Go cold turkey, be strong and think about this:

You will never forgive yourself, and your children and husband will never forgive you. if you weaken and take this affair further. It will probably break up your family.

You have children. Their feelings and stability are more important than yours.

The grass ain't greener. It's all fantasy. You have not picked up his socks and pants for XX years, he's not seen you grumpy and frazzled in your PJs, you've not had money worries and stress and exhaustion of babies together ie you have not lived in the real world with this man - you cannot say you love him or he loves you.

Take off your Mills and Boon specs.

allouttalove · 03/12/2010 09:41

Another OMaholic here Sad ....taking one day at a time.....2 weeks NC yesterday. Keep going 'itsreallytheend', just think the deeper you get in, the harder it is to get out. I wish I had ended it earlier (after a the first kiss) to prevent all this pain. Good luck, and stay strong xxx

itsreallytheend · 03/12/2010 10:00

billyb - he is not meeting any need that is lacking from my marriage.
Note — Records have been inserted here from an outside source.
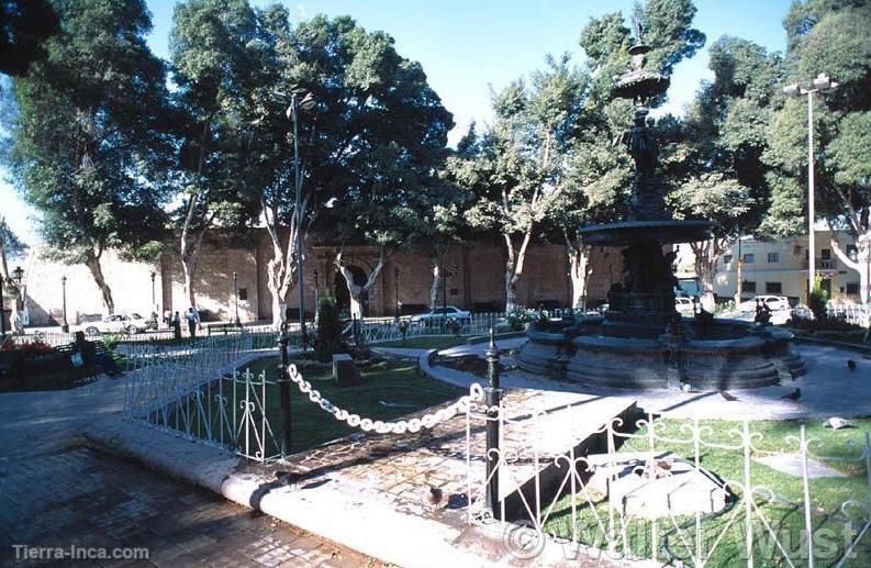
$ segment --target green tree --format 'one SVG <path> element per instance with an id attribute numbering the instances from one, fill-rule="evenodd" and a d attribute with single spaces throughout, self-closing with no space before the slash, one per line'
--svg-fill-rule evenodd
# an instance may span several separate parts
<path id="1" fill-rule="evenodd" d="M 674 208 L 684 216 L 714 223 L 713 238 L 690 243 L 702 304 L 713 310 L 719 258 L 741 235 L 760 232 L 770 199 L 762 156 L 783 70 L 777 54 L 732 36 L 717 40 L 710 56 L 714 80 L 702 85 L 684 121 L 666 127 L 677 140 L 667 146 L 663 162 Z M 741 261 L 736 302 L 741 294 Z"/>
<path id="2" fill-rule="evenodd" d="M 275 160 L 263 164 L 263 147 L 276 143 L 276 136 L 266 137 L 258 127 L 264 116 L 281 116 L 280 100 L 269 90 L 280 69 L 275 58 L 263 56 L 270 42 L 264 16 L 273 10 L 255 11 L 247 0 L 190 0 L 175 8 L 169 48 L 178 85 L 176 183 L 181 207 L 174 226 L 192 307 L 206 233 L 214 226 L 226 231 L 253 224 L 263 178 L 279 168 Z M 279 145 L 283 134 L 278 135 Z M 252 171 L 250 162 L 264 168 Z"/>
<path id="3" fill-rule="evenodd" d="M 468 191 L 466 220 L 504 243 L 505 311 L 516 308 L 529 244 L 563 191 L 563 170 L 583 112 L 587 76 L 568 56 L 518 79 L 493 98 L 495 121 L 467 136 L 464 154 L 447 163 L 450 178 Z"/>
<path id="4" fill-rule="evenodd" d="M 145 43 L 141 0 L 54 8 L 63 31 L 45 42 L 46 59 L 13 80 L 5 162 L 54 256 L 83 263 L 112 312 L 102 255 L 148 254 L 163 234 L 165 70 Z"/>
<path id="5" fill-rule="evenodd" d="M 788 37 L 784 82 L 827 73 L 838 90 L 814 97 L 817 212 L 833 229 L 831 247 L 857 270 L 860 297 L 871 301 L 871 4 L 867 0 L 793 2 L 784 19 Z M 766 221 L 775 234 L 802 231 L 807 188 L 807 101 L 781 99 L 773 113 L 764 158 L 771 166 L 772 207 Z M 848 231 L 857 254 L 840 246 L 834 230 Z"/>
<path id="6" fill-rule="evenodd" d="M 319 219 L 339 243 L 336 264 L 353 305 L 375 285 L 391 250 L 423 230 L 437 191 L 434 171 L 445 152 L 451 115 L 421 65 L 400 56 L 384 32 L 367 32 L 347 16 L 317 16 L 293 30 L 288 89 L 313 94 L 316 108 L 300 122 L 303 219 Z M 294 59 L 295 58 L 295 59 Z M 292 220 L 288 200 L 271 201 L 276 219 Z M 357 286 L 344 264 L 344 244 L 380 249 L 368 281 Z M 283 248 L 283 247 L 281 247 Z M 279 246 L 276 246 L 278 253 Z"/>

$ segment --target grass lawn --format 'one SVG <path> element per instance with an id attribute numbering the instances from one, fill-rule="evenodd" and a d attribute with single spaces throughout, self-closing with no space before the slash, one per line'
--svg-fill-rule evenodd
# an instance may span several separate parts
<path id="1" fill-rule="evenodd" d="M 690 431 L 681 430 L 691 424 L 685 420 L 660 420 L 657 436 L 670 439 L 688 439 L 692 436 Z M 703 431 L 702 438 L 707 444 L 736 446 L 740 437 L 734 435 L 735 431 L 742 428 L 739 422 L 704 421 L 702 426 L 710 427 Z M 764 455 L 764 452 L 797 453 L 797 442 L 786 441 L 786 436 L 799 437 L 801 422 L 753 422 L 750 424 L 751 435 L 761 434 L 761 438 L 753 439 L 753 447 L 758 452 L 751 456 Z M 864 459 L 861 458 L 864 446 L 864 432 L 871 431 L 871 420 L 855 421 L 857 427 L 831 431 L 822 426 L 822 421 L 806 423 L 808 439 L 817 438 L 819 444 L 811 446 L 813 456 L 837 458 L 852 458 L 849 461 L 819 460 L 824 465 L 837 469 L 846 475 L 839 478 L 816 478 L 809 481 L 812 502 L 812 523 L 814 526 L 815 546 L 814 554 L 817 566 L 833 566 L 849 546 L 849 536 L 853 538 L 861 531 L 869 519 L 869 489 Z M 660 430 L 662 428 L 662 430 Z M 645 435 L 646 430 L 636 434 Z M 632 439 L 624 444 L 621 452 L 645 450 L 646 439 Z M 692 459 L 693 446 L 691 443 L 659 442 L 656 443 L 657 452 L 672 450 L 679 456 Z M 632 447 L 635 446 L 635 447 Z M 726 449 L 719 447 L 702 446 L 700 450 L 703 467 L 719 476 L 726 481 L 742 482 L 744 455 L 741 449 Z M 779 542 L 789 553 L 792 563 L 796 566 L 807 564 L 806 544 L 804 536 L 804 505 L 803 483 L 800 476 L 779 472 L 767 466 L 751 460 L 750 476 L 755 487 L 767 488 L 768 497 L 755 493 L 755 502 L 759 506 L 768 524 L 778 535 Z M 734 486 L 733 486 L 734 487 Z M 730 489 L 735 499 L 724 512 L 703 515 L 701 519 L 702 548 L 704 555 L 711 554 L 705 566 L 744 566 L 745 554 L 745 501 L 740 489 Z M 576 500 L 578 534 L 585 544 L 594 544 L 595 535 L 600 533 L 596 522 L 602 520 L 607 527 L 607 500 L 603 495 L 589 494 L 593 506 L 588 504 L 582 493 Z M 773 497 L 773 498 L 772 498 Z M 841 504 L 855 500 L 857 506 L 841 510 Z M 615 517 L 617 515 L 615 514 Z M 729 524 L 732 523 L 732 525 Z M 619 521 L 616 521 L 619 525 Z M 679 532 L 675 527 L 680 526 Z M 548 533 L 571 537 L 571 497 L 561 498 L 545 525 Z M 651 556 L 651 523 L 645 520 L 627 522 L 626 535 L 628 549 L 633 555 Z M 695 517 L 661 519 L 657 522 L 659 560 L 671 558 L 688 565 L 694 565 L 695 552 Z M 851 531 L 851 532 L 850 532 Z M 725 532 L 719 544 L 714 547 L 721 534 Z M 587 535 L 587 536 L 584 536 Z M 871 566 L 871 541 L 869 536 L 856 549 L 856 556 L 848 561 L 848 566 Z M 757 566 L 786 566 L 783 553 L 778 549 L 771 533 L 766 528 L 759 515 L 753 516 L 753 557 Z M 599 541 L 600 547 L 605 547 L 604 541 Z M 713 547 L 713 553 L 711 549 Z M 678 563 L 674 563 L 678 564 Z"/>
<path id="2" fill-rule="evenodd" d="M 407 349 L 447 349 L 448 347 L 456 347 L 462 345 L 466 339 L 473 337 L 472 335 L 444 335 L 434 337 L 410 337 L 404 342 L 402 339 L 395 342 L 373 343 L 372 347 L 405 347 Z"/>
<path id="3" fill-rule="evenodd" d="M 278 363 L 277 357 L 265 357 L 253 361 L 246 368 L 256 375 L 264 370 L 267 374 L 266 411 L 275 437 L 280 441 L 283 420 L 280 389 L 275 383 Z M 333 379 L 332 369 L 303 369 L 300 372 L 313 388 L 334 404 L 372 420 L 394 420 L 468 393 L 465 389 L 422 377 L 415 364 L 395 360 L 380 360 L 361 367 L 362 382 L 357 387 L 338 387 Z M 227 392 L 227 385 L 228 381 L 224 385 L 225 394 L 232 398 L 232 391 Z M 237 383 L 236 390 L 237 400 L 242 400 L 244 383 Z M 257 391 L 259 397 L 259 387 Z M 214 401 L 212 404 L 215 404 Z M 321 406 L 311 402 L 294 383 L 291 383 L 290 414 L 292 453 L 359 432 L 358 428 L 351 428 L 346 423 L 337 421 L 332 414 L 327 414 Z M 214 411 L 213 415 L 216 416 L 217 412 Z M 269 441 L 267 455 L 275 453 L 277 453 L 276 444 Z"/>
I am paranoid about being recognised, so to keep it vague - OM pre-dates DH, but feelings were never acknowleged before. Now they have been. There was a gap of a few years where we didn't see each other, but previously had rather intense friendship. Since seen each other again, has all come to the fore. I do believe I love him, same as I always did. I also love DH.
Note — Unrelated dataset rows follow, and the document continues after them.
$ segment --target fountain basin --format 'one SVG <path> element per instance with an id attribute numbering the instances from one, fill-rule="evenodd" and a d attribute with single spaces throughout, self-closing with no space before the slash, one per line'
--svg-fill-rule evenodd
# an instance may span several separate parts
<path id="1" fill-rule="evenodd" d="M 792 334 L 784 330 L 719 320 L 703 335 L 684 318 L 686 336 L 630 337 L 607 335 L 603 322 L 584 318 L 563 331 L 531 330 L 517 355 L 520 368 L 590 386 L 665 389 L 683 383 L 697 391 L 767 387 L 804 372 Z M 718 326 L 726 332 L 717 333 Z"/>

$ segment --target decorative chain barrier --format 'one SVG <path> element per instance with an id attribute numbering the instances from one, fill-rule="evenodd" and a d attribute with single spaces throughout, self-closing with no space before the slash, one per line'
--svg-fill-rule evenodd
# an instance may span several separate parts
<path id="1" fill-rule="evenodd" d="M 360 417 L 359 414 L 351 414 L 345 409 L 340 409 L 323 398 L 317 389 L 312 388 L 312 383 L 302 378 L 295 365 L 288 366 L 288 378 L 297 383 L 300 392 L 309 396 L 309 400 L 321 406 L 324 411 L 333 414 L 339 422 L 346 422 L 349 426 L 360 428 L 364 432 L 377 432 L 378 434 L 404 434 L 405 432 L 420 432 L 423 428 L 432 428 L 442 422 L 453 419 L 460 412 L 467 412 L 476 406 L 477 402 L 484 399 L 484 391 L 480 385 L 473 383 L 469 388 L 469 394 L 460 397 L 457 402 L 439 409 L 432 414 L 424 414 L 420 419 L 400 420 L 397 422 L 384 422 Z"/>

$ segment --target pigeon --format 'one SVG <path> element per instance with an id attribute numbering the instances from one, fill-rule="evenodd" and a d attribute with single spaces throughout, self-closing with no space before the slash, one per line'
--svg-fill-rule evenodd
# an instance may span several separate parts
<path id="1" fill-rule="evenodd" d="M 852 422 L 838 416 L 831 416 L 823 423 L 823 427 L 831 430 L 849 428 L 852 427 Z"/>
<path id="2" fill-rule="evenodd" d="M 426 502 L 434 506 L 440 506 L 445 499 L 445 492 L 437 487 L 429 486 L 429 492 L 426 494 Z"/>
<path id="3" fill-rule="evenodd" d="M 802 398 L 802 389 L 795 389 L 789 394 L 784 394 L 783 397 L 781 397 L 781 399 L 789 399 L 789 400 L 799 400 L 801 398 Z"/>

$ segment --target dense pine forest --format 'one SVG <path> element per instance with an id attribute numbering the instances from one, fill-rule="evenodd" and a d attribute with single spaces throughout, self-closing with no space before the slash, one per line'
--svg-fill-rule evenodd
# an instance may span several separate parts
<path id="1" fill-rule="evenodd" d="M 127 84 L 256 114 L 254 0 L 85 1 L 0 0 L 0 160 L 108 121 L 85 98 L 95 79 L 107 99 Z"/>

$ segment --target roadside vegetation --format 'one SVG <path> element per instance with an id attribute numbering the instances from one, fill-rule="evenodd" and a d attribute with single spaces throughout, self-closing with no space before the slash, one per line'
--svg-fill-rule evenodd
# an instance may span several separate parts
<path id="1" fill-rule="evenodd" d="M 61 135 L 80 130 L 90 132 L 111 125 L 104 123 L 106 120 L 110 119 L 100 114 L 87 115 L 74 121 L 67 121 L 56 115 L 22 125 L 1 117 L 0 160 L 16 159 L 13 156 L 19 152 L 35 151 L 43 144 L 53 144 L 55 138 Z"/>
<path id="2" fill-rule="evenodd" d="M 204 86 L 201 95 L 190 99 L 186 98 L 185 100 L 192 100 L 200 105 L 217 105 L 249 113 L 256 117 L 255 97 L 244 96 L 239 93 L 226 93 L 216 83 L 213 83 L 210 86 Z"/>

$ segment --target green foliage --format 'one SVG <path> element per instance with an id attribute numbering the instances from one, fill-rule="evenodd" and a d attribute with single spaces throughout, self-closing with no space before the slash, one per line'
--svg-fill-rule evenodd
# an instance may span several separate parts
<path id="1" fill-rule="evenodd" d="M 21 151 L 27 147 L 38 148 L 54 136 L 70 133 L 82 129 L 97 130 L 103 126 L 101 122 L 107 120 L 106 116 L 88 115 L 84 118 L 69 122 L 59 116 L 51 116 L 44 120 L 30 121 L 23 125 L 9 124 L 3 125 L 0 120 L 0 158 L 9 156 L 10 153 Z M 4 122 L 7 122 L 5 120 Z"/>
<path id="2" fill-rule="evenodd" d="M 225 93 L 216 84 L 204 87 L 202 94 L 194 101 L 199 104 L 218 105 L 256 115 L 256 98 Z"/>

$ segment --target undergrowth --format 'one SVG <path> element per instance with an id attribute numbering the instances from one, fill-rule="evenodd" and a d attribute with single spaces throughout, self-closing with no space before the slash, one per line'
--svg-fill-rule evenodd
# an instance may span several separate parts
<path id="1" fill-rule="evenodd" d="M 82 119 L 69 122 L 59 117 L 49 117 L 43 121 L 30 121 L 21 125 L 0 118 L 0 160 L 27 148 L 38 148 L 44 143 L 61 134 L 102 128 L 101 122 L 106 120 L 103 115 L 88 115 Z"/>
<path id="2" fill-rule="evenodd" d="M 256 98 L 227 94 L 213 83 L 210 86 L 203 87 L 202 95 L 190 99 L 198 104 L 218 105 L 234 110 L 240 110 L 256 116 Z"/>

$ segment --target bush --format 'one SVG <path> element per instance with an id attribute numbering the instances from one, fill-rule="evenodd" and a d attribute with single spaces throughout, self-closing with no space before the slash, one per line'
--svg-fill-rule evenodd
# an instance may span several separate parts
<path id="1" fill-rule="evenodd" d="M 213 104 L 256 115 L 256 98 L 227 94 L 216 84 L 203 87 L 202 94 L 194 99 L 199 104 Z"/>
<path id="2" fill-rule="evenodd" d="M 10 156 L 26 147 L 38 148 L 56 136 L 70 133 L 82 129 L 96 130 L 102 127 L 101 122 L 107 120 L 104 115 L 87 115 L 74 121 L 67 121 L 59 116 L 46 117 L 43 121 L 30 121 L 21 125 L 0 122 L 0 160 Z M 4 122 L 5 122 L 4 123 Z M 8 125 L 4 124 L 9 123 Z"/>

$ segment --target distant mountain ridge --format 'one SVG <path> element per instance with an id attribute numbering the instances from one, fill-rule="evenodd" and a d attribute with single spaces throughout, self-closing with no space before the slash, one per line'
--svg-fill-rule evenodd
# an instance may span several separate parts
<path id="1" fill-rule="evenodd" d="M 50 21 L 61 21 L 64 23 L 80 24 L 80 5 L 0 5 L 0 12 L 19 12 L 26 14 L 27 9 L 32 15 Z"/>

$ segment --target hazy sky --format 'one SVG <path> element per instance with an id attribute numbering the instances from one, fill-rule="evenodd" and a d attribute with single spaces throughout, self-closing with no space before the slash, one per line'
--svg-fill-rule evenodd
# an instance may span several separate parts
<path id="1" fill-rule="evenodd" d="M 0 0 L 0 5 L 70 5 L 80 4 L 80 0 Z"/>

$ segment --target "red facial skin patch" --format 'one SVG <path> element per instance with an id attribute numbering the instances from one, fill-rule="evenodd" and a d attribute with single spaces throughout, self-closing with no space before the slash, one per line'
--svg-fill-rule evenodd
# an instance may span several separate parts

I am 100% certain I would never form a "new" connection outside my marriage. I adore my DH. This is about something that was never resolved in the past.

I know what I have to do. I just need the strength to keep doing it. And it is really helping to get all these words of wisdom. So easy to lose perspective if you try to do it on your own.
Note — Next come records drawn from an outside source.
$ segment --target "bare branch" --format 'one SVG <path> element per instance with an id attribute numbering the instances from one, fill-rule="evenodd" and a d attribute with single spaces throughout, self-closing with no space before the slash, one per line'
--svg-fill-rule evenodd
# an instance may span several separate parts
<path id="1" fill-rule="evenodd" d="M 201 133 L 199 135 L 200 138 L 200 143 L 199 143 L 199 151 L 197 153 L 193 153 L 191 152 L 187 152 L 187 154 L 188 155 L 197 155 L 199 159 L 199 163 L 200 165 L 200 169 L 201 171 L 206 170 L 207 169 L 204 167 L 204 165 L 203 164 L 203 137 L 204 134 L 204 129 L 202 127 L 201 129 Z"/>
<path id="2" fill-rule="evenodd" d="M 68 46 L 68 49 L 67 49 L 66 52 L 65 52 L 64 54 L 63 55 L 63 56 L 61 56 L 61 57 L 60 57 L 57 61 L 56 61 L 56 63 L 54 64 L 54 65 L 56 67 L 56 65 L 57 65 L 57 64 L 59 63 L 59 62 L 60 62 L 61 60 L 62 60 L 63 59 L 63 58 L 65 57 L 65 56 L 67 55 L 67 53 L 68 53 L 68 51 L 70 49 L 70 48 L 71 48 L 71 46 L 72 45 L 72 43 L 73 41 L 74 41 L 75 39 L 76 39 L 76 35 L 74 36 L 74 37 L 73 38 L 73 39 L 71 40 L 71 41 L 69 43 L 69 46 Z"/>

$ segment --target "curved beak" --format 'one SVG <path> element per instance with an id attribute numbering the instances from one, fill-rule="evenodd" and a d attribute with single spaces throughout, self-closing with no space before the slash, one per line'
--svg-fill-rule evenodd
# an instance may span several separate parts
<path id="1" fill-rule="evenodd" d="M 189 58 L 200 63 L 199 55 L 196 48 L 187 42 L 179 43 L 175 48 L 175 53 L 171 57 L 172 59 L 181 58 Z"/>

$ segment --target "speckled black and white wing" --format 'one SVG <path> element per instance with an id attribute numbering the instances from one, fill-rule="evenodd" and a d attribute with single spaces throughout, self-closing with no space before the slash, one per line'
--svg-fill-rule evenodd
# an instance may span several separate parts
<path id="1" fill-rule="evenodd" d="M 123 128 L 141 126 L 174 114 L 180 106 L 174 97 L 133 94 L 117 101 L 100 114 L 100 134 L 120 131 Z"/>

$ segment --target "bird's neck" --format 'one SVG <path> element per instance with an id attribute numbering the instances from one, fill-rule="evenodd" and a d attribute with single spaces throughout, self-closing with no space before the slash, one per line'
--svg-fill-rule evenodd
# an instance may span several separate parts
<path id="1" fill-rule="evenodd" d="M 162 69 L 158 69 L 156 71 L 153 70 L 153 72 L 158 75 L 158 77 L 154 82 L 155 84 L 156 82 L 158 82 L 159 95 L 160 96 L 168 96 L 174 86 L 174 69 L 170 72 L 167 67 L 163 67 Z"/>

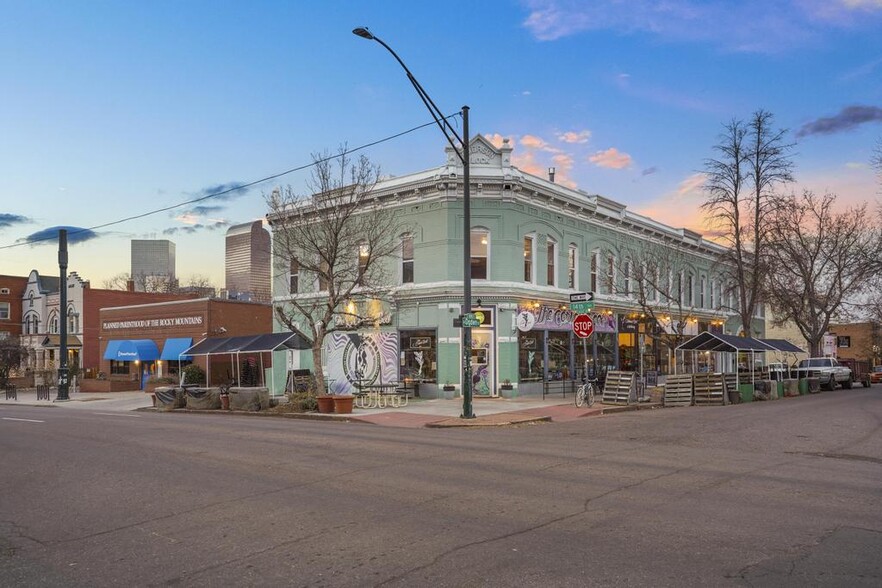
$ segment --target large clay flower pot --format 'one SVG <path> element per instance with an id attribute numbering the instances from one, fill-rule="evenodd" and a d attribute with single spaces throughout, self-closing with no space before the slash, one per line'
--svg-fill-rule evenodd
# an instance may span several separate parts
<path id="1" fill-rule="evenodd" d="M 355 396 L 351 394 L 341 394 L 334 396 L 334 412 L 337 414 L 349 414 L 352 412 L 352 401 Z"/>
<path id="2" fill-rule="evenodd" d="M 319 412 L 324 414 L 330 414 L 334 412 L 333 396 L 316 396 L 316 401 L 318 402 Z"/>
Fleecy - does your DH know that OM is still in your life?

OP posts:
PfftTheMagicDragon · 03/12/2010 10:14

It's hard? Of course it's hard! It should be hard! Of course, it should never have been easy in the first place, betraying your family for some fun on the side. And with a charmer of a man who wants to carry things on. Wow - his wife is a lucky woman Hmm

In your last post, you talk about your history with this man, your feelings as if they are this animal that cannot be tamed, a ball of emotions that have over taken you, the fact that your feelings for this man were not acknowledged somehow validating how you have acted.

This is bollocks.

You made a choice to do what you did. You are a grown woman, not some pathetic creature in a romcom, at the mercy of their emotions. If you wanted to have something with this man, then you could have. But you should have finished things with your husband first. Didn't want to? Well then, maybe these "feelings" weren't so important.

STOP attaching mystery and romance and history to your feelings for this man and accept what you have done for the sordid and cheap thing that it is.

Tell your husband and give him the choice of controlling the relationship.

PfftTheMagicDragon · 03/12/2010 10:16

When your husband finds out, you won't be thinking about the hugeness of your feelings, or what a history you have with this man. You will see the reality of what has happened, everything will be clear and you will realise.

itsreallytheend · 03/12/2010 10:22

Yes, I know all that too pfft. You are very right. Is why I am forging ahead with this being an end to it all.

OP posts:
proudnscary · 03/12/2010 11:04

Arrggh lost long post.

Listen to me and Pfft. Because if you don't you will 100% regret it.

It's very simple. Imagine your children telling you when they are adults how utterly devastating it was when you and dh split up and how it's affected all their other relationships. How they can never get those years back and can't forgive you for that.

If you were in a deeply unhappy marriage or an abusive situation I wouldn't write such harsh words. But in your case, there are no 'excuses' for destablising their lives.